Il y a des instants où le temps semble suspendu. Ce week-end, sur la place Abessan de Porto-Novo, le masque sacré Gounouko a surgi, imposant et mystérieux, pour une sortie rare, presque hors du monde.
Dans le tumulte du Festival des Masques 2025, ce moment a créé un silence intérieur. Celui qu’on ressent face au sacré. Le Gounouko ne se montre pas souvent. Lorsqu’il le fait, c’est pour marquer l’histoire d’une communauté, ouvrir un passage entre les forces invisibles et la conscience collective.
Symbole à lui seul de l’équilibre cosmique, il incarne les quatre piliers du monde :
l’air, soufflé par Ayidohouêdo
le feu, attisé par Ogou
l’eau, nourrie par Shango
et la terre, enracinée par Sakpata.
Sa danse, en spirales fluides, hypnotiques, semblait écrire dans l’espace un langage ancestral. Les tambours pulsaient comme un cœur ancien. Les voix des initiés liaient ciel et sol. La foule, compacte, attentive, était prise dans une transe douce, entre fascination et recueillement.

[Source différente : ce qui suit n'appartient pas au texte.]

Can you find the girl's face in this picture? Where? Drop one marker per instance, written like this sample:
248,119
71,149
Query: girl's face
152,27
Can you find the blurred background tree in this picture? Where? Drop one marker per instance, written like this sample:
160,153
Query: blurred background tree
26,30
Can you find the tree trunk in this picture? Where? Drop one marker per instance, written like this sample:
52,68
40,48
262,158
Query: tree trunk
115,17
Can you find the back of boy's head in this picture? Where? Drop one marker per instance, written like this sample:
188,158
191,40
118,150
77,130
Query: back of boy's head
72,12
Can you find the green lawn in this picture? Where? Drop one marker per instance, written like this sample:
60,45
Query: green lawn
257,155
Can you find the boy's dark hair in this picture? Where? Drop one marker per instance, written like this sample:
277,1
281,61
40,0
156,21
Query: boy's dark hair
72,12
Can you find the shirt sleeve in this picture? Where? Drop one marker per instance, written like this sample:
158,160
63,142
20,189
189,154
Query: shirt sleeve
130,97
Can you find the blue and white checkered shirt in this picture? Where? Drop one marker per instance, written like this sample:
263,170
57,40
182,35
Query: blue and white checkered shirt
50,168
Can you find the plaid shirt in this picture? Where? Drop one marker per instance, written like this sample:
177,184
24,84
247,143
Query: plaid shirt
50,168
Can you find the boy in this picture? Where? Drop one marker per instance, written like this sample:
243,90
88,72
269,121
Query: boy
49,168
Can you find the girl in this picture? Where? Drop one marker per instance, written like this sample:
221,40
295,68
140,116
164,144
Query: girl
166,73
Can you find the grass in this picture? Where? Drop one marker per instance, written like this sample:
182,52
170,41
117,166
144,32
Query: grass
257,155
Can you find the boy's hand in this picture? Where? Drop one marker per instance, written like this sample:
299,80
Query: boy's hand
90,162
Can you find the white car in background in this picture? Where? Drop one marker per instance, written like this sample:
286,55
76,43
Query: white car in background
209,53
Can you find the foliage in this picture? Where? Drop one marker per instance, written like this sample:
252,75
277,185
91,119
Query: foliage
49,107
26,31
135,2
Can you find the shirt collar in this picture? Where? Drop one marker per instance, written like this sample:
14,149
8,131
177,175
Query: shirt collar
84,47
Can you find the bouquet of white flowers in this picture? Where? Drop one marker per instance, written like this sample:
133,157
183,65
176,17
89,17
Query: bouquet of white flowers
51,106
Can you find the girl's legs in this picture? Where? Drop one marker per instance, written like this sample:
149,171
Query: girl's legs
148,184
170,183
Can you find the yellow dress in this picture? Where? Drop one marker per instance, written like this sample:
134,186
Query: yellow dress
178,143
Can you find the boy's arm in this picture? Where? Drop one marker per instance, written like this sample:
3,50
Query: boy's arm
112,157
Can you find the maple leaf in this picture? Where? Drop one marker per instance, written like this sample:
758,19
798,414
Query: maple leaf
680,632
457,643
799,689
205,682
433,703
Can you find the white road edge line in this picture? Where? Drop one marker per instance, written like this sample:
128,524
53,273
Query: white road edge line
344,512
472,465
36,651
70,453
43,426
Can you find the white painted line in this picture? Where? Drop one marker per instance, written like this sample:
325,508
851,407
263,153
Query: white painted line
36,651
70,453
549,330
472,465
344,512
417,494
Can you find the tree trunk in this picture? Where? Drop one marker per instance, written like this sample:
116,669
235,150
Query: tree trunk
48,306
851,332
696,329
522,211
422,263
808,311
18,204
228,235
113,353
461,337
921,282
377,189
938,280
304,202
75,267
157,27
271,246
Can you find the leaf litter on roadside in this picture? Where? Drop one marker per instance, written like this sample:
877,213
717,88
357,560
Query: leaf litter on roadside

Parmi les visages tournés vers la scène : ceux des habitants, de dignitaires royaux, d’artistes, de curieux. Tous rassemblés pour vivre un instant d’unité, de mémoire et de transmission. La présence du chef suprême du Gounouko ajoutait au poids symbolique du moment. Rien n’était anodin. Tout avait du sens.
Dans une époque qui numérise tout, le masque Gounouko rappelle ce que l’on ne peut réduire : le lien au mystère, la force des rituels, la profondeur d’un héritage qui continue à vivre, non pas dans les musées, mais sur les places, dans les corps et les regards.
Ce moment de grâce confirme que le Festival des Masques n’est pas un simple rendez-vous culturel. C’est une célébration de la mémoire vivante, un acte de foi dans ce que le Bénin a de plus précieux : son âme.